Mathematical Classifications

Mathematicians use a scheme called the Mathematics Subject Classification, (MSC) which includes a “how to use“, as well as a long history of being revised to reflect changes in the field, and I would guess, practice in how to effectively classify things.

It has a General and Miscellaneous Topics section, too.

Articles must be given a primary classification, and may be given arbitrary additional classifications. The first article in the first volume I was published in was 54C40, 14E20 secondary 46E25, 20C20.

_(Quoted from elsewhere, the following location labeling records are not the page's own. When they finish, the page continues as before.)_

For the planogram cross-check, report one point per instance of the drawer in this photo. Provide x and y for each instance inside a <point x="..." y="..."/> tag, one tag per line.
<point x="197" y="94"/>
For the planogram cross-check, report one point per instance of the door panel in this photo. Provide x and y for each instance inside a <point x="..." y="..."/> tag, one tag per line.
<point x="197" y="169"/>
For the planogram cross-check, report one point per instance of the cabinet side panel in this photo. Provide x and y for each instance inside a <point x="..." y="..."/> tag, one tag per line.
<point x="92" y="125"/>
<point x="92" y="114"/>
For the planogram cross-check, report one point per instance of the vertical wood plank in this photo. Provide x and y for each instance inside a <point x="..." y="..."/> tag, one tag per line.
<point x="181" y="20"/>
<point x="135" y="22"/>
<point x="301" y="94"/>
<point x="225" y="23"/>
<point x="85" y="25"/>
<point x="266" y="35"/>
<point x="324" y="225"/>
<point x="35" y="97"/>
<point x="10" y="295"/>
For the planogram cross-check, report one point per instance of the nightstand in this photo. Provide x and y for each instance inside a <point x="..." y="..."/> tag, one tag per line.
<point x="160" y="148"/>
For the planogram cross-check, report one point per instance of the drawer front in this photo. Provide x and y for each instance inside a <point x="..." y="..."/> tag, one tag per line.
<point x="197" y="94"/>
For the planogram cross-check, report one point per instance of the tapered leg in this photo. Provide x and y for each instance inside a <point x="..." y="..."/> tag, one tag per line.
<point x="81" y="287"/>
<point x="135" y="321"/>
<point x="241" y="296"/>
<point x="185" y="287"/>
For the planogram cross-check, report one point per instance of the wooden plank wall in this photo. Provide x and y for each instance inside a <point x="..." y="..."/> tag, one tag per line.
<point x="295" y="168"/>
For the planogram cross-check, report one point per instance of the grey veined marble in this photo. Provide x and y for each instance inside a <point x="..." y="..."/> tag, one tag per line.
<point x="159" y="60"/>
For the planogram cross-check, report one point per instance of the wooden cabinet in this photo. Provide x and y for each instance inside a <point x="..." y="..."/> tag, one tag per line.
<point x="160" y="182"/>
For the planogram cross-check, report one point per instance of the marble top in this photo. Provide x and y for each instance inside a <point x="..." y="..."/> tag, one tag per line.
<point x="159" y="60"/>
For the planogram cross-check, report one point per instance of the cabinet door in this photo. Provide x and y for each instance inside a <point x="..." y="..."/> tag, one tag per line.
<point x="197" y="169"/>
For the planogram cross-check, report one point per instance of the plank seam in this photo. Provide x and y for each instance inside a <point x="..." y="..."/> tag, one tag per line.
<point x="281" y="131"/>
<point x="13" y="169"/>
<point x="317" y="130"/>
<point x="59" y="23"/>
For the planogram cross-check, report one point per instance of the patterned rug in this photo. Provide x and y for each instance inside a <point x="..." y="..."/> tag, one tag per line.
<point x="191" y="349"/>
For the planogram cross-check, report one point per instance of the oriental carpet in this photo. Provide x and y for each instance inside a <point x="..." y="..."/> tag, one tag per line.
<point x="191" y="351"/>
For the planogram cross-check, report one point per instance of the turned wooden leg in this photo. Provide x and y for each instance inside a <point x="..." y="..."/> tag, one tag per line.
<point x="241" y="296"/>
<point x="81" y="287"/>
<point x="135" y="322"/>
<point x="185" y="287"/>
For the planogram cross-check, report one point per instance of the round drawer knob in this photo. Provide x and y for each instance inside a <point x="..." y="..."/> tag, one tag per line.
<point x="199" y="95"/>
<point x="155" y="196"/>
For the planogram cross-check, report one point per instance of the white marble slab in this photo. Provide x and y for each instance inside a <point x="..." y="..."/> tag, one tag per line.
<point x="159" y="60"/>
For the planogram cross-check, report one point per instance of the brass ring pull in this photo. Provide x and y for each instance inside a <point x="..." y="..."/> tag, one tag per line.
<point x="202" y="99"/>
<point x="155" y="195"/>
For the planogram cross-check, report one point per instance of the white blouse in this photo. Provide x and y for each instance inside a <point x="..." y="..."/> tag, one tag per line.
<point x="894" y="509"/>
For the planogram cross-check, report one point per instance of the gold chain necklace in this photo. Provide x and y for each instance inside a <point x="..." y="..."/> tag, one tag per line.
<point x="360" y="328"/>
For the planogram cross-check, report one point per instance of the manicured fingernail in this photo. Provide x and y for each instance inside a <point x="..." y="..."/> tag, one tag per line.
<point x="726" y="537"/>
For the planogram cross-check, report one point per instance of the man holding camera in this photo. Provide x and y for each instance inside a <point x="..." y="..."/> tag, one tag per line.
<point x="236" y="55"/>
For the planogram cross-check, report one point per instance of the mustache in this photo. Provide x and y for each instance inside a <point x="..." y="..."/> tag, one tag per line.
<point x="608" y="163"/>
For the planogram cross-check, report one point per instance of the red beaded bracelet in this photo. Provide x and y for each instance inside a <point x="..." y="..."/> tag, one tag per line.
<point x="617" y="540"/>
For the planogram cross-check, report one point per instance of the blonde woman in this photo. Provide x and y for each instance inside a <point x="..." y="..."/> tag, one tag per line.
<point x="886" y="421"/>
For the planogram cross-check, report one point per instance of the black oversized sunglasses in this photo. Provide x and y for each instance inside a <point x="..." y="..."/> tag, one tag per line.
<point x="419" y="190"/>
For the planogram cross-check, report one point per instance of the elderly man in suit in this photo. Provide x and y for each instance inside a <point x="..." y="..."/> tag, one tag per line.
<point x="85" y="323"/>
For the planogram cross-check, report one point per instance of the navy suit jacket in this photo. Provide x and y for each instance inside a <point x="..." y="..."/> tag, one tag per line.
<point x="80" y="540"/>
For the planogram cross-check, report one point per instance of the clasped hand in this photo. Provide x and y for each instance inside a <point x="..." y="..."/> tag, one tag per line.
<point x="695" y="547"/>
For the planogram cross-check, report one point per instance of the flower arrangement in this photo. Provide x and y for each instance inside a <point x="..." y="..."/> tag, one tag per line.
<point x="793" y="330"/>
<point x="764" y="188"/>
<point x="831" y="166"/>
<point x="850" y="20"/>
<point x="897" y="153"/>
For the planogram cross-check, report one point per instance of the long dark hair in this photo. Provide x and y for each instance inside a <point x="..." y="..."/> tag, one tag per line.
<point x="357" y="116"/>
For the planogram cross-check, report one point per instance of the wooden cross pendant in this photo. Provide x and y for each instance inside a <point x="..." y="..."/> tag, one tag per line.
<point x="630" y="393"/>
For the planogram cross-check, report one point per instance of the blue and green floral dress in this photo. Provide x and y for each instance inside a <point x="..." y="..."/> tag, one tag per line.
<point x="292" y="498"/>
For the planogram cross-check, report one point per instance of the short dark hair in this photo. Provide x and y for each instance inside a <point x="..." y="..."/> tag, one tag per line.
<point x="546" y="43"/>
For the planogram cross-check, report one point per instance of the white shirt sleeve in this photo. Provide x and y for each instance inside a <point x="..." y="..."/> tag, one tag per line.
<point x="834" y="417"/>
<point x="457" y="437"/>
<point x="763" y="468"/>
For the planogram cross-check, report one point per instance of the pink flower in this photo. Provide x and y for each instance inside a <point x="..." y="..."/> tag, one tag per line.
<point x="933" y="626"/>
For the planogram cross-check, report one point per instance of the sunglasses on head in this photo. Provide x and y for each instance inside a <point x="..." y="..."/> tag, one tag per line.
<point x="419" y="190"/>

That’s (54C40 Algebraic properties of function spaces), (14E20 Birational Geometry:Coverings), (46E25 Rings and algebras of continuous, differentiable or analytic functions {For Banach function algebras, see 46J10, 46J15})*, 20C20 Modular representations and characters).

Google doesn’t seem to be specialized in searching these things. Those 4 numbers as a search don’t return the specific paper, but then, the specific paper isn’t online. There are search engines that are able to search by MSC. (It’s under “Class”) in that link, or try to navigate in Norwegian. I did, before finding the English link.

UPDATE: The * after the {see 46J10, 46J15} was going to be a footnote, explaining that {braces} represent prioritization–you must check to see if 46J10 or 46J15 are better fits.